Vector: A new way to think about replication performance and replica lag

Background

I have been considering a new way to think about, measure, graph, and monitor replication lag for a while. Previously I’ve always been primarily been using replication delay (lag), in seconds. Initially this came from SHOW SLAVE STATUS‘s Seconds_Behind_Master field, later replaced by mk-heartbeat‘s delay information. (These are equivalent, but mk-heartbeat is less buggy and works to represent true lag with relay replicas in the replication topology.) Using delay in seconds to monitor replication has a few problems though:

  • The current number of seconds delayed provides no information about how long it might take to catch up.
  • It’s very difficult to determine whether a replica is catching up at all, due to the scale. If a replica is a few thousand seconds behind it’s hard to tell whether it’s catching up, falling behind, or neither, at any particular moment.
  • If multiple replicas are graphed together, they may have widely different absolute delay values, and thus scales, and it can be very difficult to compare them, or to see that a replica is having problems, until it’s too late. Two replicas may be falling behind at the same rate, but if one is 300 seconds behind, and one is 20,000 seconds behind, the graphs are difficult to interpret.

Given these problems, I determined that while we need the absolute delay information available, it’s not good enough by itself. I started to think about what it is that I’m really trying to determine when looking at the delay graphs.

Vector: Velocity and direction

The key bits of information missing from the delay information seem to be:

  • Is the replica falling behind, catching up, or neither? We need a measure of the direction of replication’s delay.
  • How fast is the replica falling behind or catching up? We need a measure of velocity of replication’s performance

Fortunately these two things can be combined together into a single number representing the vector of replication. This can then be presented to the user (likely a DBA) in an easy to consume format. The graphs can be read as follows:

  • Y = 0 means the replica is neither catching up nor falling behind. It is replicating in real time. I chose zero for this state in order to make the other two states a bit more meaningful and to make the graph symmetric by default.
  • Y > 0 means the replica is catching up at Y seconds per second. There is no maximum rate a replica can catch up, but in practice seeing velocities >1 for extended periods is relatively uncommon in already busy systems.
  • Y < 0 means the replica is falling behind at Y seconds per second. As a special case, Y = -1 means that the replica is completely stopped and playing no events. Lagging is a function of the passage of time, so it is not possible to lag faster than one second per second.
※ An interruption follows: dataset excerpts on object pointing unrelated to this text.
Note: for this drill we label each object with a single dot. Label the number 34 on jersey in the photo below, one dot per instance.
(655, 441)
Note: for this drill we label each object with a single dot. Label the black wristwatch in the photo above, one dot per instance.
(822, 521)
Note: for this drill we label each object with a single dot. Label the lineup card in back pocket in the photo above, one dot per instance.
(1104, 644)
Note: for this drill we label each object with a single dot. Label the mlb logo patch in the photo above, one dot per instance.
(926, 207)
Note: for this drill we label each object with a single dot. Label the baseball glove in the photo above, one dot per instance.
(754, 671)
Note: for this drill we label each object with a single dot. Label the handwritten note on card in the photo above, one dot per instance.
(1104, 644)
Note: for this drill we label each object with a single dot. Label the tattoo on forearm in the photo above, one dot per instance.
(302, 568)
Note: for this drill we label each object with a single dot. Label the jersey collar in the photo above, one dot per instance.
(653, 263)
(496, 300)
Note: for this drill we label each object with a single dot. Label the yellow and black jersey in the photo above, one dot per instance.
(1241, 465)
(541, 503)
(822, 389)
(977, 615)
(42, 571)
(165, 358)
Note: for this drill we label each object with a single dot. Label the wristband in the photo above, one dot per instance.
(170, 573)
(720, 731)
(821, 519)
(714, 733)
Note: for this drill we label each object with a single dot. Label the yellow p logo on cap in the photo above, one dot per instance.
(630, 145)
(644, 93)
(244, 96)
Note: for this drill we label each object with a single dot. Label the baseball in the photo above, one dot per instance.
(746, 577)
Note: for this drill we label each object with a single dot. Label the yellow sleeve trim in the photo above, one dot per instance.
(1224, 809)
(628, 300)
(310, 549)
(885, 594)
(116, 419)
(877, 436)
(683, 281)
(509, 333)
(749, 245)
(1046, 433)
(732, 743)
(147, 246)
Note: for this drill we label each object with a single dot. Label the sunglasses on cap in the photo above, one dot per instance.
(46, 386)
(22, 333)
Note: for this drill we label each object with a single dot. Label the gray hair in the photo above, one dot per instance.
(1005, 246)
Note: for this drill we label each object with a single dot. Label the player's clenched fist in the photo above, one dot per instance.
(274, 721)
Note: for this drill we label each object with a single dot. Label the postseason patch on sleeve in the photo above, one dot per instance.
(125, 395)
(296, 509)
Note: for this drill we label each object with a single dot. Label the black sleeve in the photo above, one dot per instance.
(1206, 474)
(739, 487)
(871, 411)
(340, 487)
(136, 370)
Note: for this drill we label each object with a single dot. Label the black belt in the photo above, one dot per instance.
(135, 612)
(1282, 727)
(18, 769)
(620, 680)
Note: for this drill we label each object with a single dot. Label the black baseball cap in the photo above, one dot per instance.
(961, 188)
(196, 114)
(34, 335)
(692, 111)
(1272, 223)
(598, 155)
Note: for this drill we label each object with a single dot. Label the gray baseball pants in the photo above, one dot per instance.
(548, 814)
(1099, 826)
I like the symmetry of having the zero line be the center point, and having healthy hosts idle with a flat line at zero. Lag appears in the form of a meander away from zero into the negative, matched by an always equal-area1 (but not necessarily similarly shaped) correction into the positive. In practice the Y-scale of graphs is fixed at [-1, +1] and the graphs are very easy and quick to interpret.

Example 1

Most replicas are replicating real time; one replica fell behind for some time before catching up again.


Vector – A few small perturbations can be seen, and one replica replicated at less than real time time for many hours, before finally crossing over zero and catching up at an increasing rate until current time was reached.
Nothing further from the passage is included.